In 2007, Rep. Henry Waxman summarized the military failures this way:
Specialist [Bryan] O’Neal was standing next to Corporal Tillman during the firefight. He knew immediately that this was a case of friendly fire and described what happened in an eyewitness statement he submitted up his chain of command immediately after Corporal Tillman’s death. But Specialist O’Neal told us something else. After he submitted his statement, someone else rewrote it. This unnamed person made significant changes that transformed O’Neal’s account into an enemy attack. We still don’t know who did that and why he did it. We just know that although everyone on the ground knew this was a case of friendly fire, the American people and the Tillman family were told that Corporal Tillman was killed by the enemy. And that doesn’t make any sense.
Today, my former colleague, the investigative reporter Mark Benjamin, has a new, highly disturbing story up at Salon.com that clearly shows the Army still has a problem with transparency and credibility in the investigations of possible friendly-fire deaths. The story concerns the death of Pfc. Albert Nelson and Pfc. Roger Suarez-Gonzalez, two soldiers who were killed by a 2006 blast in Ramadi, Iraq.
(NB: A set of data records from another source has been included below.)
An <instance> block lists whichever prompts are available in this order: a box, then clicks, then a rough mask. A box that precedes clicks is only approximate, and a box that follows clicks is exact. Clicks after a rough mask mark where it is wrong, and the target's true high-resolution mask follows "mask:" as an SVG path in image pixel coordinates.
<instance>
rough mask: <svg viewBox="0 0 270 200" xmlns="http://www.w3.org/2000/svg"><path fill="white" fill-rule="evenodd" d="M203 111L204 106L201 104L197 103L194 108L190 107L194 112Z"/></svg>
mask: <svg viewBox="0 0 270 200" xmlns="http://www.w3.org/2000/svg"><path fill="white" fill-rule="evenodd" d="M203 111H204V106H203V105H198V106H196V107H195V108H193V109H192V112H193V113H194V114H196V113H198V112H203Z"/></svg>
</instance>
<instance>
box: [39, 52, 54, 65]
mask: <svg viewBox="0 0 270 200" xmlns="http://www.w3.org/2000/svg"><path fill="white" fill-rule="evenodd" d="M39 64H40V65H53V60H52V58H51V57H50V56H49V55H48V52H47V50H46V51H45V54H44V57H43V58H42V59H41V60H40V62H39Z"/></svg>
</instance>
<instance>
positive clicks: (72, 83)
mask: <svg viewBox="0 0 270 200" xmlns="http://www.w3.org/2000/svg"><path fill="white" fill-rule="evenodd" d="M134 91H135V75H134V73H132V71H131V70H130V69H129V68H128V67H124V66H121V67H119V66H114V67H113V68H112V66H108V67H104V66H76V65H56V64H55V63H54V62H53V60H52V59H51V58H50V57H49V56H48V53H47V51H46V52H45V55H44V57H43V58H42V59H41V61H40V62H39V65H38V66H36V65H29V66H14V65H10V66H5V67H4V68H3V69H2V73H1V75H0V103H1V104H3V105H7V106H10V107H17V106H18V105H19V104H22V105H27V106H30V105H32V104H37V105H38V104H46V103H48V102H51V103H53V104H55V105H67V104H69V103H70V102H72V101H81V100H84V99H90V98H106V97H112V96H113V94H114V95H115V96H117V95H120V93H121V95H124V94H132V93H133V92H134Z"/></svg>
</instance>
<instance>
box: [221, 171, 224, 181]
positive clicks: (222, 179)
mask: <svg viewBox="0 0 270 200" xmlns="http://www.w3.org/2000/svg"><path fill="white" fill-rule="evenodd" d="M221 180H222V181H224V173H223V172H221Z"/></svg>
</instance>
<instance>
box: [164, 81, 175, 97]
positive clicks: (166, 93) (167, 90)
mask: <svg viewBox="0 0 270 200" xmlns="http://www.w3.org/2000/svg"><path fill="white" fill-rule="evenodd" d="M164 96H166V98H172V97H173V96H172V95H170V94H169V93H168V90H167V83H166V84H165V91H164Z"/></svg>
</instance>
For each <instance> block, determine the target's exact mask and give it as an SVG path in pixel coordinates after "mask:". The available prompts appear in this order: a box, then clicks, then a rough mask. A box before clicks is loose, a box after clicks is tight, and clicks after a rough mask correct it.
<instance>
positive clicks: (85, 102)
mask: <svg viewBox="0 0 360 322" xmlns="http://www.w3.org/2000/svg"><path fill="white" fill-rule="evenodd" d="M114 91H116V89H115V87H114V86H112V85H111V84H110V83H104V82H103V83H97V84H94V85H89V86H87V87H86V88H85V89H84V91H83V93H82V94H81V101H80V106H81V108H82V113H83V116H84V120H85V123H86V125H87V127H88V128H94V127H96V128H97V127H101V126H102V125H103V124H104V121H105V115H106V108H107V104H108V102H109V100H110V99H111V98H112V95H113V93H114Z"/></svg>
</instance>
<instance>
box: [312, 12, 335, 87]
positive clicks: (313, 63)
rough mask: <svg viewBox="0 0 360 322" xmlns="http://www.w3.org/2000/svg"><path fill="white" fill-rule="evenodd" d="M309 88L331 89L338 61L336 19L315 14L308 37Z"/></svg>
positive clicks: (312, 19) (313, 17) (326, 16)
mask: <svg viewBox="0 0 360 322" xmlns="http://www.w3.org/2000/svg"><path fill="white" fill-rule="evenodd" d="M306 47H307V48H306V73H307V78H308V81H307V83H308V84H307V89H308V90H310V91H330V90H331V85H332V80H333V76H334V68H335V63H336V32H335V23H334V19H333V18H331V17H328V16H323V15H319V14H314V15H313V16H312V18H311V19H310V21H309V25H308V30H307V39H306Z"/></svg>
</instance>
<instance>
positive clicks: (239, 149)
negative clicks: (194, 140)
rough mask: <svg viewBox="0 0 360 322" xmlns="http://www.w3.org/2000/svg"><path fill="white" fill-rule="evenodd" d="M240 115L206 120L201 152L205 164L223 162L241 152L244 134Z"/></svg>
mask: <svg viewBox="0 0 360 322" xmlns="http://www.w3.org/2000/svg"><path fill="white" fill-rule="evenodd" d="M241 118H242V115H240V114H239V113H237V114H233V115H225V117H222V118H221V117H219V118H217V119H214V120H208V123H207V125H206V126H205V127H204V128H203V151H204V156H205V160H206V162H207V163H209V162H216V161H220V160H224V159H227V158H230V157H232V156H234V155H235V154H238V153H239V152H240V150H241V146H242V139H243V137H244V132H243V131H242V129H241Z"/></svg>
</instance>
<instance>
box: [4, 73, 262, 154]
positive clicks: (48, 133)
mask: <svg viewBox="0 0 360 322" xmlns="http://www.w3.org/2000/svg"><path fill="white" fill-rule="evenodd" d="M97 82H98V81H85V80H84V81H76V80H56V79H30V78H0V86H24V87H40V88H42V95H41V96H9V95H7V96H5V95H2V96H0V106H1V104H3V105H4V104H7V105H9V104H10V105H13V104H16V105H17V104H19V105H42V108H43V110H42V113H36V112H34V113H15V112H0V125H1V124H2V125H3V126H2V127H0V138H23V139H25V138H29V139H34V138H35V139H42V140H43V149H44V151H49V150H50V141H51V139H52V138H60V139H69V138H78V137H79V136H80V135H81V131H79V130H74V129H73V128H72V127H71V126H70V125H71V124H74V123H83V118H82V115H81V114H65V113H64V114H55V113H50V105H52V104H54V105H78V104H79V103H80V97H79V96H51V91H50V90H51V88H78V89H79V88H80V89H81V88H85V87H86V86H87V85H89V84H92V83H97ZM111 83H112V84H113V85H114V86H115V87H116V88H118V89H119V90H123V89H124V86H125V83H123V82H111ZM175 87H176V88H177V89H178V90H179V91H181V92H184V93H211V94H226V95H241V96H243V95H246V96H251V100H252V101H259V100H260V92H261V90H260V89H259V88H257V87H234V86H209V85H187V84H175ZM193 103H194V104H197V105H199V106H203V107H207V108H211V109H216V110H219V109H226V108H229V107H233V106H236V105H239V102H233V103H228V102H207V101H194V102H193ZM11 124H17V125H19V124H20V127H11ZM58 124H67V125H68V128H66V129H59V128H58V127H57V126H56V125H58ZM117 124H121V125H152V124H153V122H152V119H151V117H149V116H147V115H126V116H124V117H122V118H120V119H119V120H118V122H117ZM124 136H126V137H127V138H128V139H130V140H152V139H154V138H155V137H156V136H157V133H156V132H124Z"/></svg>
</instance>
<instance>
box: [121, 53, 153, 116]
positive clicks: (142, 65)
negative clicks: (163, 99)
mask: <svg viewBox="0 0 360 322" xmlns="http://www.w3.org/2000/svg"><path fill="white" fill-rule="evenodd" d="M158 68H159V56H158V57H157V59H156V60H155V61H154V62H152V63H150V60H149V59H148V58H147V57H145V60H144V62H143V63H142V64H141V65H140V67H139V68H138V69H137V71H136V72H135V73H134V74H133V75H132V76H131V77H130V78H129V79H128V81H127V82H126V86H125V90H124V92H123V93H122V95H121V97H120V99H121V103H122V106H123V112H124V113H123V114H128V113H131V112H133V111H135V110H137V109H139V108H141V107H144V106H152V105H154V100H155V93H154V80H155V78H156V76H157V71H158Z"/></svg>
Benjamin’s reporting, which includes a contemporaneous video of the attack, clearly shows 1) that immediately after the blast, several witnesses said they saw the fire come from an American tank, 2) that moments later the soldiers’ superiors put pressure on the soldiers to say the blast came from an Iraqi mortar, 3) that the investigation that ruled-out friendly-fire as a cause of the blast was overseen by the commander of the tank brigade accused of killing the soldiers, 4) that despite efforts by superior officers to silence dissent, several soldiers who witnessed the events continue to speak out, under fear of punishment, to say that the cause of the deaths was friendly fire.
“I was behind the tank that shot the house,” says one soldier. “I saw the tank fire. The way it was oriented, it was pointed in that direction.”
“It is f—— plain as day that the tank shot at the building I was in and killed two of my friends,” says another soldier who was in the building that was hit. “And then we were all asked to lie about it.”
If there is one lesson to be drawn from the Tillman scandal it is this: Commanders on the ground cannot always be trusted to investigate their own units. There were seven investigations of the Tillman case, and still we do not know all the answers, like for instance, who altered O’Neal’s statement. Three high-ranking officials, including the three-star general who commanded Army Special Operations forces after 2001, were reprimanded for their treatment of the Tillman case.
At the very least, the Army and Congress should revisit the deaths of Nelson and Suarez-Gonzalez. Their families have a right to know the truth that the Tillman family was so long denied.